Dr. Hope, the late worthy Professor of Botany at Edinburgh, instituted an experiment, if possible more decisive, upon a branch of Willow three or four years old. The bark was carefully cut through longitudinally on one side for the length of several inches, so that it might be slipped aside from the wood in the form of a hollow cylinder, the two ends being undisturbed. The edges of the bark were then united as carefully as possible, the wood covered from the air, and the whole bound up to secure it from external injury. After a few years, the branch was cut through transversely. The cylinder of bark was found lined with layers of new wood, whose number added to those in the wood from which it had been stripped, made up the number of rings in the branch above and below the experiment. For an account of this experiment I am indebted to Dr. Thomas Hope, the present Chemical Professor at Edinburgh.

Du Hamel engrafted a portion of the bark of a Peach-tree upon a Plum.

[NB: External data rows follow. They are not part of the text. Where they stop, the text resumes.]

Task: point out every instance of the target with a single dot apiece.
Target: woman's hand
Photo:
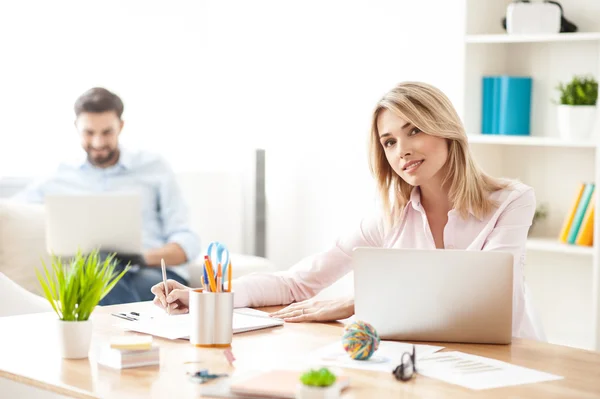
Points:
(312, 310)
(178, 298)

After some time he found a layer of new wood under the engrafted bark, white like that of the Peach, and evidently different from the red wood of the Plum. Moreover, in this and other experiments made with the same intention, he found the layers of new wood always connected with the bark, and not united to the old wood. See his Physique des Arbres, vol. 2. 29, &c. It deserves also to be mentioned, that by performing this experiment of engrafting a portion of bark at different periods through the spring and summer, the same accurate observer found a great difference in the thickness of the layer of new wood produced under it, which was always less in proportion as the operation was performed later in the season.

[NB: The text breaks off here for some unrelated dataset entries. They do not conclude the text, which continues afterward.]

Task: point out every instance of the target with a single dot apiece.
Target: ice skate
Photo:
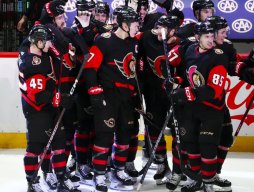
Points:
(51, 180)
(121, 181)
(84, 172)
(34, 185)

That the bark or liber produces wood seems therefore proved beyond dispute, but some experiments persuaded Du Hamel that in certain circumstances the wood was capable of producing a new bark. This never happened in any case but when the whole trunk of a tree was stripped of its bark. A Cherry-tree treated in this manner exuded from the whole surface of its wood in little points a gelatinous matter, which gradually extended over the whole and became a new bark, under which a layer of new wood was speedily formed. Hence Mirbel concludes, vol. 1, 176, that the alburnum and the wood are really the origin of the new layers of wood, by producing first this gelatinous substance, or matter of organization, which he and Du Hamel call cambium, and which Mirbel supposes to produce the liber or young bark, and at the same time, by a peculiar arrangement of the vascular parts, the alburnum or new wood. His opinion is strengthened by the observation of a tribe of plants to be explained hereafter, Palms, Grasses, &c. in which there is no real bark, and in which he finds that the woody fibres do actually produce the cambium. Dr. Hope's experiment will scarcely invalidate this opinion, because it may be said the cambium had already in that case formed the liber.

This matter will be better understood when we come to speak of Mr. Knight's experiments on the course of the sap.